Kwon Hyock Joo, Xing Weimei, Chan Katie, Niedziela-Majka Anita, Brendza Katherine M, Kirschberg Thorsten, Kato Darryl, Link John O, Cheng Guofeng, Liu Xiaohong, Sakowicz Roman
Gilead Sciences, Inc., Foster City, California, United States of America.
PLoS One. 2015 Apr 9;10(4):e0122844. doi: 10.1371/journal.pone.0122844. eCollection 2015.
Ledipasvir, a direct acting antiviral agent (DAA) targeting the Hepatitis C Virus NS5A protein, exhibits picomolar activity in replicon cells. While its mechanism of action is unclear, mutations that confer resistance to ledipasvir in HCV replicon cells are located in NS5A, suggesting that NS5A is the direct target of ledipasvir. To date co-precipitation and cross-linking experiments in replicon or NS5A transfected cells have not conclusively shown a direct, specific interaction between NS5A and ledipasvir. Using recombinant, full length NS5A, we show that ledipasvir binds directly, with high affinity and specificity, to NS5A. Ledipasvir binding to recombinant NS5A is saturable with a dissociation constant in the low nanomolar range. A mutant form of NS5A (Y93H) that confers resistance to ledipasvir shows diminished binding to ledipasvir. The current study shows that ledipasvir inhibits NS5A through direct binding and that resistance to ledipasvir is the result of a reduction in binding affinity to NS5A mutants.

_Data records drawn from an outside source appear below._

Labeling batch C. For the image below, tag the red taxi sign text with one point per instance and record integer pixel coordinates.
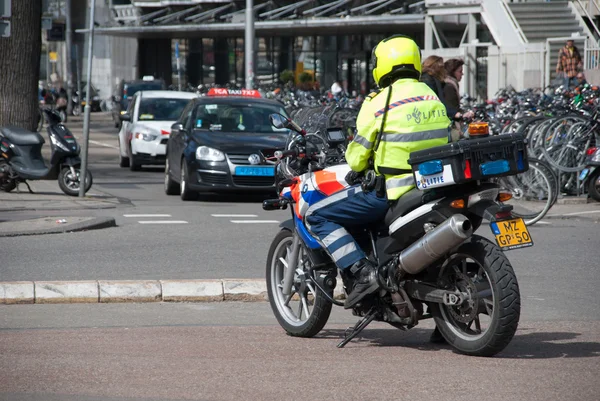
(233, 92)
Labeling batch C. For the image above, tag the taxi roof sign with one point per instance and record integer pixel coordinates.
(233, 92)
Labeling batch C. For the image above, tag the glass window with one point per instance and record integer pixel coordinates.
(208, 61)
(187, 114)
(157, 109)
(132, 89)
(237, 117)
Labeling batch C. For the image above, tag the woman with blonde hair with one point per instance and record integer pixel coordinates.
(434, 74)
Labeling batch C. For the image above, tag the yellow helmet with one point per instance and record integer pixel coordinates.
(396, 56)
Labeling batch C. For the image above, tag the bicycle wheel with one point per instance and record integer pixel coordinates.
(566, 141)
(534, 191)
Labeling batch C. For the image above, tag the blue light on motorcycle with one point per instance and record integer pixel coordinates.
(520, 165)
(495, 167)
(431, 167)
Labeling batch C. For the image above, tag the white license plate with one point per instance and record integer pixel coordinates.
(442, 179)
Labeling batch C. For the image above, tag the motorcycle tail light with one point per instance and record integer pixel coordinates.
(479, 129)
(504, 196)
(503, 215)
(458, 203)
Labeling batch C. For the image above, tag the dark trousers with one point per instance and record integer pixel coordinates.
(351, 208)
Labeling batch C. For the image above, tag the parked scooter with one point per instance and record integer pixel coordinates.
(21, 157)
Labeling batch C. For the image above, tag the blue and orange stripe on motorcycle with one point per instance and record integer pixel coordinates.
(327, 182)
(406, 101)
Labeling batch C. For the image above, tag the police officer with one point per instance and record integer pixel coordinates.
(403, 117)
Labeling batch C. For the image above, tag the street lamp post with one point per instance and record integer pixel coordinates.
(249, 44)
(87, 108)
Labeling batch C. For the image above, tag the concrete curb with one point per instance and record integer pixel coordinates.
(95, 223)
(109, 291)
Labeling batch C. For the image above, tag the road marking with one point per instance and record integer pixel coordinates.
(578, 213)
(254, 221)
(103, 144)
(163, 222)
(146, 215)
(234, 215)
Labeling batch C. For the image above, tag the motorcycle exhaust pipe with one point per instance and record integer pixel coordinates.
(435, 244)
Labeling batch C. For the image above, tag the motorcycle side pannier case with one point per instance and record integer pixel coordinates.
(469, 160)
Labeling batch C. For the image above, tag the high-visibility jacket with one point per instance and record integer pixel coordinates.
(416, 120)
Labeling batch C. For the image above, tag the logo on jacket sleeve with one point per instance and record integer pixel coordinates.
(416, 115)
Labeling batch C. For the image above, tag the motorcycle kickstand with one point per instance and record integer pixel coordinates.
(352, 332)
(28, 187)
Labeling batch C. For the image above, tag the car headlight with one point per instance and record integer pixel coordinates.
(209, 154)
(145, 136)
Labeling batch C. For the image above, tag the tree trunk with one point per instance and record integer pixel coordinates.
(20, 66)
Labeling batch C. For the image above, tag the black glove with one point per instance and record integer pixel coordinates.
(354, 177)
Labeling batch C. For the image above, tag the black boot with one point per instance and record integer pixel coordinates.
(436, 337)
(365, 282)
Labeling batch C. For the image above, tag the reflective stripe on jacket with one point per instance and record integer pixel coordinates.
(416, 120)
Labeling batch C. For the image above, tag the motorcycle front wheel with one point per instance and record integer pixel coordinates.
(305, 311)
(487, 319)
(69, 183)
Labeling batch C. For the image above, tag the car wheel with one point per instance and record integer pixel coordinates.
(134, 165)
(171, 187)
(123, 161)
(184, 191)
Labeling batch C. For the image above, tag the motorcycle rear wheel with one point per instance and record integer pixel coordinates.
(481, 269)
(305, 311)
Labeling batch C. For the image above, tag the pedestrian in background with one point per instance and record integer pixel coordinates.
(454, 74)
(569, 63)
(434, 75)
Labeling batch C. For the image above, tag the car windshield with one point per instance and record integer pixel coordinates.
(157, 109)
(238, 117)
(131, 89)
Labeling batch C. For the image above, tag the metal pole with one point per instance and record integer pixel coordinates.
(87, 108)
(249, 44)
(69, 43)
(178, 65)
(78, 68)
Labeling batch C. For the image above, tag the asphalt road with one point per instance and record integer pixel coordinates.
(233, 351)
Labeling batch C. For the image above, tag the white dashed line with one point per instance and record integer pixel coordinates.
(578, 213)
(163, 222)
(103, 144)
(146, 215)
(234, 215)
(254, 221)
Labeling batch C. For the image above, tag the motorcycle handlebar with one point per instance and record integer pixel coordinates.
(285, 153)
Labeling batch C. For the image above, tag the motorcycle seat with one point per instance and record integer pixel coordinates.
(21, 136)
(406, 203)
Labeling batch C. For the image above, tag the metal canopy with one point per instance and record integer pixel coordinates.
(185, 15)
(334, 26)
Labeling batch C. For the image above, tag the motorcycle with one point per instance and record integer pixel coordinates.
(590, 175)
(21, 157)
(426, 251)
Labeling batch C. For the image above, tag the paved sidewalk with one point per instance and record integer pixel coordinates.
(50, 202)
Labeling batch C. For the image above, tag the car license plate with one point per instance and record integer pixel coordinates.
(511, 234)
(255, 171)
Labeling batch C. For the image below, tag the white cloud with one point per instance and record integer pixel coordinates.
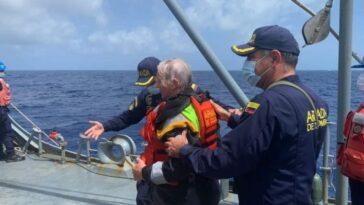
(174, 38)
(139, 38)
(241, 16)
(45, 22)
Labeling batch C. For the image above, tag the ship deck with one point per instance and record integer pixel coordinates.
(44, 180)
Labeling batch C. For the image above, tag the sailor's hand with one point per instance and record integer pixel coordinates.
(137, 170)
(95, 131)
(235, 111)
(174, 144)
(221, 112)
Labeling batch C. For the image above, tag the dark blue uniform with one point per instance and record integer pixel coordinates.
(272, 150)
(147, 99)
(6, 133)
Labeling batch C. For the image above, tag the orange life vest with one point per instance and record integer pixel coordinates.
(208, 121)
(350, 156)
(5, 97)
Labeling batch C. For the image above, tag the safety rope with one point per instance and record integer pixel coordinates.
(33, 124)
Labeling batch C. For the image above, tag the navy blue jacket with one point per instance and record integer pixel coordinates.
(147, 99)
(272, 150)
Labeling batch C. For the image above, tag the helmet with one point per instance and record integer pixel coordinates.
(2, 67)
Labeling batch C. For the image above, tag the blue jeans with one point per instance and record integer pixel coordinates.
(357, 191)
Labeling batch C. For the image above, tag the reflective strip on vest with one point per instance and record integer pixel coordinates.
(358, 118)
(5, 97)
(187, 119)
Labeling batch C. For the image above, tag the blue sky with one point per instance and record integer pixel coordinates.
(117, 34)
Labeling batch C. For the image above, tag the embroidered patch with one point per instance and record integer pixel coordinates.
(251, 107)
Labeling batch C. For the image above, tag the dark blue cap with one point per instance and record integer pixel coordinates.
(361, 65)
(147, 70)
(2, 67)
(269, 38)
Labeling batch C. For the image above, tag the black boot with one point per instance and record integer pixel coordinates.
(14, 158)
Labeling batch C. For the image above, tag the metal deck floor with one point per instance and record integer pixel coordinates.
(40, 181)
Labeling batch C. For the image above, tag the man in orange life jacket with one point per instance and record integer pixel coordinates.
(350, 157)
(170, 181)
(6, 133)
(142, 104)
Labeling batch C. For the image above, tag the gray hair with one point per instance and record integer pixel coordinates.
(289, 58)
(175, 69)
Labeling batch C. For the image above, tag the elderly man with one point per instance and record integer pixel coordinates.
(170, 180)
(273, 147)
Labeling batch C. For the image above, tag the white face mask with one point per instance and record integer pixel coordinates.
(249, 72)
(360, 82)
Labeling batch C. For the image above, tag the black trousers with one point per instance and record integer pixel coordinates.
(6, 133)
(143, 193)
(357, 191)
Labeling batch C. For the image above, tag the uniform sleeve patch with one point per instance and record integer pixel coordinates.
(251, 107)
(133, 104)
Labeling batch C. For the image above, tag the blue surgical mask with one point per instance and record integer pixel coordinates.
(249, 72)
(360, 82)
(153, 89)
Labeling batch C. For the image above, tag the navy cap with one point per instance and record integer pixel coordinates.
(147, 70)
(2, 67)
(361, 65)
(269, 38)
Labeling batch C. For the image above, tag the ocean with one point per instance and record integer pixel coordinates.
(67, 100)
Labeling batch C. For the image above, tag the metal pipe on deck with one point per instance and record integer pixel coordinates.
(221, 71)
(344, 94)
(332, 31)
(326, 169)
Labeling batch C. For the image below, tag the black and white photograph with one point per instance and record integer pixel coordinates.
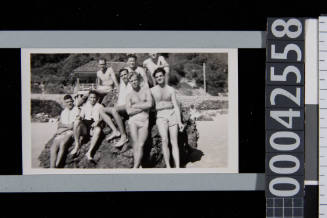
(129, 111)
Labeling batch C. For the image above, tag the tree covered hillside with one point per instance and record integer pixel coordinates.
(55, 70)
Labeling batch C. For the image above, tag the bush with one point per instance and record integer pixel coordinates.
(49, 107)
(212, 105)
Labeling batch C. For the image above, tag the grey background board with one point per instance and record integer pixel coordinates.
(285, 186)
(286, 26)
(285, 161)
(132, 39)
(311, 142)
(284, 96)
(285, 207)
(285, 141)
(288, 69)
(132, 182)
(297, 122)
(290, 51)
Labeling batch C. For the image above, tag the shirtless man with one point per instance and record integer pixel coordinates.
(64, 133)
(118, 110)
(132, 67)
(138, 103)
(106, 78)
(153, 62)
(88, 123)
(168, 116)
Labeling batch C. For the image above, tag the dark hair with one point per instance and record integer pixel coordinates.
(131, 56)
(102, 59)
(93, 92)
(158, 70)
(133, 73)
(123, 69)
(68, 97)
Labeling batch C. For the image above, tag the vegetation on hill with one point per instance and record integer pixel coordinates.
(55, 70)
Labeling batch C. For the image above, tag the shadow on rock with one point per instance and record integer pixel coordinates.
(108, 156)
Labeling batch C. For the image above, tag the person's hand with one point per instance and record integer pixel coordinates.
(61, 130)
(181, 127)
(94, 124)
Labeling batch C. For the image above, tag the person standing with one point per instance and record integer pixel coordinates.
(154, 62)
(168, 116)
(64, 134)
(138, 104)
(106, 78)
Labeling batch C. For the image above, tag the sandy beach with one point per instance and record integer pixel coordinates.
(212, 142)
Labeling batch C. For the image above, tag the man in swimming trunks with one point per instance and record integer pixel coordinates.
(168, 116)
(64, 134)
(118, 110)
(156, 61)
(132, 67)
(106, 78)
(138, 103)
(88, 123)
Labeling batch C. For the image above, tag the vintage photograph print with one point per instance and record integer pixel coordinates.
(88, 111)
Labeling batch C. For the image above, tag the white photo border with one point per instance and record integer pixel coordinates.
(233, 127)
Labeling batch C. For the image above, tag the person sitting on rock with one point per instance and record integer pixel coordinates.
(64, 134)
(138, 104)
(154, 62)
(168, 116)
(132, 67)
(88, 124)
(106, 78)
(118, 111)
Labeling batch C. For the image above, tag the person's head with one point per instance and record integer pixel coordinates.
(134, 80)
(153, 55)
(69, 102)
(159, 75)
(131, 61)
(102, 63)
(93, 97)
(123, 73)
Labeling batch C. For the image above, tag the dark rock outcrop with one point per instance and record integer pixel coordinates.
(107, 156)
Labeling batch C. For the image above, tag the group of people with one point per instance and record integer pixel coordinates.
(85, 117)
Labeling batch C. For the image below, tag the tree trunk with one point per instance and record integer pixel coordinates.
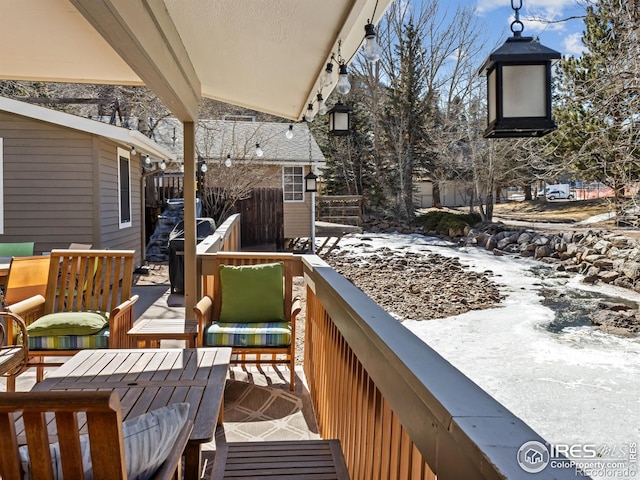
(437, 203)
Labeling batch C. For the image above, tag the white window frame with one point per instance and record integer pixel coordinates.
(296, 192)
(124, 155)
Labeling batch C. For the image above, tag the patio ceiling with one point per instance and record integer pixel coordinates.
(266, 56)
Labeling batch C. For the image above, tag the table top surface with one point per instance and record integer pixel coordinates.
(147, 379)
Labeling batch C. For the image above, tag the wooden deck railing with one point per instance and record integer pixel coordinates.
(400, 410)
(226, 238)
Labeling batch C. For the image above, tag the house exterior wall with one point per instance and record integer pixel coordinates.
(297, 215)
(60, 186)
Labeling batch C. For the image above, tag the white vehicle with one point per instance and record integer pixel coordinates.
(558, 192)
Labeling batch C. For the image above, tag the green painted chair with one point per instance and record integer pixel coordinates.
(19, 249)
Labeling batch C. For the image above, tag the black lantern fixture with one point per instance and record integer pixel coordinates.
(519, 85)
(339, 121)
(310, 182)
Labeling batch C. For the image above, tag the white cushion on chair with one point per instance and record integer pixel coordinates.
(148, 440)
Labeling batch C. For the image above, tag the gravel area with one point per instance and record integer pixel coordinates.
(407, 285)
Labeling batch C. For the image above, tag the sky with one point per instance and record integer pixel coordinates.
(576, 386)
(563, 36)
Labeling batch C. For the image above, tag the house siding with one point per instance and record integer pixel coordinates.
(111, 235)
(60, 186)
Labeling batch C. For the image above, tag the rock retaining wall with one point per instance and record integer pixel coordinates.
(598, 255)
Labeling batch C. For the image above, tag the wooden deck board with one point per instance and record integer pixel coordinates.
(300, 459)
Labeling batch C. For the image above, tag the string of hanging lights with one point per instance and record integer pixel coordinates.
(371, 51)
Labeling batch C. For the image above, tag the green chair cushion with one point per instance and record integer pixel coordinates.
(68, 323)
(252, 293)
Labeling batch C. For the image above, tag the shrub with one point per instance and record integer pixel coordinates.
(442, 222)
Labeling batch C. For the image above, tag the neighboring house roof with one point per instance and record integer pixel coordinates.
(215, 139)
(125, 137)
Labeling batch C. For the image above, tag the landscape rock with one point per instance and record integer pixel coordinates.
(598, 255)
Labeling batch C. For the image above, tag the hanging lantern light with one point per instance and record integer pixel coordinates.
(326, 79)
(343, 87)
(309, 114)
(339, 121)
(371, 49)
(519, 86)
(322, 107)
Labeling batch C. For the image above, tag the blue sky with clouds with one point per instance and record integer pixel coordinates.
(563, 36)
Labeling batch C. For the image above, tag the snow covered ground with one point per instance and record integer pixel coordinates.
(578, 386)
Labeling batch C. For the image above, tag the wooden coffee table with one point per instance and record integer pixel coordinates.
(147, 379)
(151, 330)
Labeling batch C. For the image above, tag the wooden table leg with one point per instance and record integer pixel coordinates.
(192, 461)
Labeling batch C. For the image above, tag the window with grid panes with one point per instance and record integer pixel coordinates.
(293, 184)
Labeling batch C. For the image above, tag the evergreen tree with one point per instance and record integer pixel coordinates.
(405, 117)
(597, 102)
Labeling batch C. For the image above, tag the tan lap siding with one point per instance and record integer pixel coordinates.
(297, 218)
(47, 183)
(111, 235)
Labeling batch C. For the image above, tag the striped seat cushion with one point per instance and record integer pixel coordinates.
(71, 342)
(272, 334)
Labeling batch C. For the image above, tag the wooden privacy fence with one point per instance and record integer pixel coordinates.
(262, 218)
(345, 209)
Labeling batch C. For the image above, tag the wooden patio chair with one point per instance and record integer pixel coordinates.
(250, 308)
(27, 277)
(13, 354)
(69, 318)
(89, 437)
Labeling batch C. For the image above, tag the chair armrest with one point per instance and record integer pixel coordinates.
(171, 465)
(121, 321)
(296, 307)
(203, 311)
(15, 355)
(22, 330)
(29, 310)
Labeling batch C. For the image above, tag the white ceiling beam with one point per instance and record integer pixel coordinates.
(144, 36)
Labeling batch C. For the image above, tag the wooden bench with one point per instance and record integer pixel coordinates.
(100, 410)
(299, 459)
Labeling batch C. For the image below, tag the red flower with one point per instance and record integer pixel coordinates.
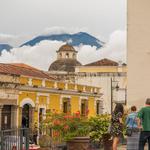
(56, 122)
(56, 133)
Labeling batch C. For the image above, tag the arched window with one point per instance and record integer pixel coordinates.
(60, 55)
(74, 55)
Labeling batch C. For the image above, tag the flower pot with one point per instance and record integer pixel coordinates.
(108, 144)
(79, 143)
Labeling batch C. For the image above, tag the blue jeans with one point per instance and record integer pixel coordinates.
(144, 137)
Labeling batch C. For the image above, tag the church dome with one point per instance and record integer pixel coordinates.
(67, 65)
(66, 60)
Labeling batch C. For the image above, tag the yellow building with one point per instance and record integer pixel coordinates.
(28, 93)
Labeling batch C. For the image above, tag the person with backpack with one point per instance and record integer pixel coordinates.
(144, 124)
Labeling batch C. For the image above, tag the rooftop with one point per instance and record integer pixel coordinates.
(22, 69)
(103, 62)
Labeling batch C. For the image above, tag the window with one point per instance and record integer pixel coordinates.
(65, 108)
(97, 108)
(84, 107)
(66, 105)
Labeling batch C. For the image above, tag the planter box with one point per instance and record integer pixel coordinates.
(108, 145)
(79, 143)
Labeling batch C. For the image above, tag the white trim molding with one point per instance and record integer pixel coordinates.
(83, 97)
(42, 94)
(27, 101)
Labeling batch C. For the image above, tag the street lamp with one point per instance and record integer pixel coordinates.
(112, 88)
(118, 89)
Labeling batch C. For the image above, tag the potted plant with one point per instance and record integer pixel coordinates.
(99, 131)
(73, 129)
(44, 142)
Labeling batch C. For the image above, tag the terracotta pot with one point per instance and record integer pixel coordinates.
(108, 145)
(79, 143)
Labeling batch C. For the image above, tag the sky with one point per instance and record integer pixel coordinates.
(21, 20)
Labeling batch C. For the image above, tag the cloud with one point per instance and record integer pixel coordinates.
(61, 30)
(114, 49)
(13, 40)
(44, 53)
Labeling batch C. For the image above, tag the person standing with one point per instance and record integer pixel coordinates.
(35, 133)
(117, 125)
(131, 122)
(144, 120)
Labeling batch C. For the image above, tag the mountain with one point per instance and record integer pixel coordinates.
(5, 46)
(73, 39)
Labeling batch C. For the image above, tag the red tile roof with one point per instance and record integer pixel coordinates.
(22, 69)
(103, 62)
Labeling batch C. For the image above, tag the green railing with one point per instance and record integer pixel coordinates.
(14, 139)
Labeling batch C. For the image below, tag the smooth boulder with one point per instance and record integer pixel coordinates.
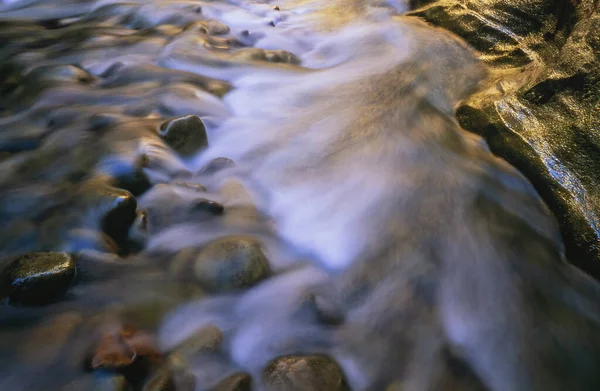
(231, 263)
(38, 278)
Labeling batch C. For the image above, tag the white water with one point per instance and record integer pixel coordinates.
(357, 162)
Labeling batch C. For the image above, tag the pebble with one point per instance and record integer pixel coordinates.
(113, 209)
(231, 263)
(206, 339)
(186, 135)
(239, 381)
(301, 373)
(38, 278)
(216, 165)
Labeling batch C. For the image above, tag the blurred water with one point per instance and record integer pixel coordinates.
(349, 169)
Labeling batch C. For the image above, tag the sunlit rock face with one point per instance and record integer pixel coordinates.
(275, 196)
(540, 111)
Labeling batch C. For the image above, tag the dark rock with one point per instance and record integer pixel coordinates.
(60, 74)
(239, 381)
(192, 186)
(300, 373)
(168, 204)
(541, 118)
(109, 381)
(216, 165)
(87, 239)
(231, 263)
(161, 380)
(209, 206)
(38, 278)
(112, 209)
(186, 135)
(206, 339)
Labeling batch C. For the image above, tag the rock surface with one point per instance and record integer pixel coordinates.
(38, 278)
(186, 135)
(299, 373)
(539, 110)
(231, 263)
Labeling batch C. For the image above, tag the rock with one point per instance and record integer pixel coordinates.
(231, 263)
(86, 239)
(161, 380)
(186, 135)
(38, 278)
(207, 339)
(239, 381)
(541, 117)
(209, 206)
(192, 186)
(218, 164)
(300, 373)
(169, 204)
(108, 207)
(108, 381)
(60, 74)
(46, 341)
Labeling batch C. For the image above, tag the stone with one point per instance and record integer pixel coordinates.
(160, 380)
(108, 381)
(206, 339)
(300, 373)
(215, 165)
(38, 278)
(48, 339)
(111, 209)
(86, 239)
(186, 135)
(539, 111)
(239, 381)
(231, 263)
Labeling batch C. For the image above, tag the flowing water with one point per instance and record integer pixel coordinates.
(350, 172)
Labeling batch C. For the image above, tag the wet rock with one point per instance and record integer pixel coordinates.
(276, 56)
(86, 239)
(169, 204)
(299, 373)
(112, 209)
(209, 206)
(186, 135)
(539, 117)
(60, 74)
(206, 339)
(38, 278)
(215, 165)
(109, 381)
(239, 381)
(119, 349)
(192, 186)
(46, 341)
(231, 263)
(161, 380)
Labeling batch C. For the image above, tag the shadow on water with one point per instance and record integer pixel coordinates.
(237, 183)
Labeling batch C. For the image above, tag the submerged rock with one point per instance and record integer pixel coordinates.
(300, 373)
(186, 135)
(216, 165)
(239, 381)
(206, 339)
(38, 278)
(231, 263)
(540, 109)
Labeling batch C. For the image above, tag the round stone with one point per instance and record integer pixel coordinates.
(231, 263)
(186, 135)
(239, 381)
(299, 373)
(38, 278)
(215, 165)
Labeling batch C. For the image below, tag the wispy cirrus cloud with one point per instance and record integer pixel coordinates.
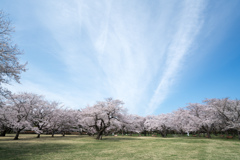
(131, 50)
(189, 25)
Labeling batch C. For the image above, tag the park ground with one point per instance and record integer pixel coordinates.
(120, 147)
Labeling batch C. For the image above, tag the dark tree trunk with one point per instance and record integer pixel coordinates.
(99, 135)
(145, 133)
(3, 133)
(208, 134)
(52, 133)
(17, 134)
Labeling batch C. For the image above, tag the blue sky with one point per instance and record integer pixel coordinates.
(156, 56)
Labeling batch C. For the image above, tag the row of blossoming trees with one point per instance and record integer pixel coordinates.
(28, 111)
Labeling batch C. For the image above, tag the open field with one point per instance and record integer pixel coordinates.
(121, 147)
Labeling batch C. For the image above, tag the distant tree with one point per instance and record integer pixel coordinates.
(10, 67)
(18, 112)
(102, 115)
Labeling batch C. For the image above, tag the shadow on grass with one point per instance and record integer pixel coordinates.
(119, 139)
(43, 137)
(24, 150)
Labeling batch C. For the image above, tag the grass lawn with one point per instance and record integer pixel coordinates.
(121, 147)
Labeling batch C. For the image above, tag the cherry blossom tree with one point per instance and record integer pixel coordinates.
(101, 115)
(18, 111)
(10, 68)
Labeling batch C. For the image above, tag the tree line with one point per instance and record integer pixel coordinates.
(28, 111)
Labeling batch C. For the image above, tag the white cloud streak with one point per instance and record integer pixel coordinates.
(189, 25)
(117, 49)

来迪派韦是一种靶向丙型肝炎病毒NS5A蛋白的直接作用抗病毒药物(DAA),在复制子细胞中表现出皮摩尔活性。虽然其作用机制尚不清楚,但在HCV复制子细胞中赋予对来迪派韦耐药性的突变位于NS5A中,这表明NS5A是来迪派韦的直接靶点。迄今为止,在复制子或NS5A转染细胞中的共沉淀和交联实验尚未确凿地证明NS5A与来迪派韦之间存在直接、特异性的相互作用。使用重组全长NS5A,我们表明来迪派韦以高亲和力和特异性直接结合NS5A。来迪派韦与重组NS5A的结合是可饱和的,解离常数在低纳摩尔范围内。赋予对来迪派韦耐药性的NS5A突变形式(Y93H)与来迪派韦的结合减少。当前研究表明,来迪派韦通过直接结合抑制NS5A,而来迪派韦耐药性是与NS5A突变体结合亲和力降低的结果。